La pensée juive entre religion et philosophie

Conférence de  Mme Sophie Nordmann, professeur agrégée de philosophie à l’École pratique des hautes études Université Paris Sciences et Lettres.

Résumé de la conférence.

La conférence explore l’évolution de la pensée juive et son dialogue avec la philosophie sur 5000 ans, de Jérusalem à Berlin, Cordoue et Amsterdam. Le Tanakh (Torah, Neviim, Ketouvim), canonisé par les pharisiens aux 1er-2e siècles, coïncide avec la naissance du christianisme. Il se distingue par son universalité éthique, illustrée par le récit du déluge avec Noé, homme juste et père d’une humanité fraternelle, contrastant avec des mythes comme Gilgamesh ou Deucalion.

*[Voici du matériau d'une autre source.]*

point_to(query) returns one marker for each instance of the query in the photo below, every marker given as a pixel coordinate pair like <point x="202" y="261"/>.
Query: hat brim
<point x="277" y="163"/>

Le Talmud (Michna et Guemara), tradition orale mise par écrit après la destruction du second Temple (70), organise des commentaires pratiques par thèmes, marquant le passage du culte au livre. Les pharisiens, devenus dominants face aux Sadducéens ou Esséniens, fondent le judaïsme rabbinique, malgré des contestations comme celle des Karaïtes. Rachi (11e siècle), à Troyes, simplifie l’accès au Tanakh et au Talmud par des commentaires littéraux, influençant le judaïsme ashkénaze après les croisades. Maïmonide, séfarade contemporain, codifie le Talmud dans le Michné Torah pour des Juifs en temps troublés sous les Almohades et concilie Torah et philosophie aristotélicienne dans le Guide des égarés, traduit en hébreu, marquant la pensée juive. Spinoza (17e siècle) rompt avec cette conciliation, séparant raison et révélation dans son Traité théologico-politique, initiant la critique biblique. Issu des Marranes, il reflète un renouvellement des communautés juives post-expulsion ibérique. Mendelssohn (18e siècle), dans Jérusalem, intègre le judaïsme à l’État moderne, distinguant foi privée et loi publique, mais ouvre à l’assimilation, critiquée comme une vision protestante du judaïsme. Levinas, post-Shoah, propose des lectures philosophiques du Talmud aux Colloques des intellectuels juifs, où son éthique de l’Autre (Totalité et Infini) met en garde contre les totalitarismes, valorisant la responsabilité face au visage d’autrui. Le retour à Sion, présent chez Yehouda Halevi, devient politique avec Herzl (19e siècle), impactant la pensée juive en diaspora plus qu’en Israël, notamment après la guerre des Six Jours. La conférence souligne la richesse de la pensée juive, mêlant tradition, commentaire et dialogue universel avec la philosophie.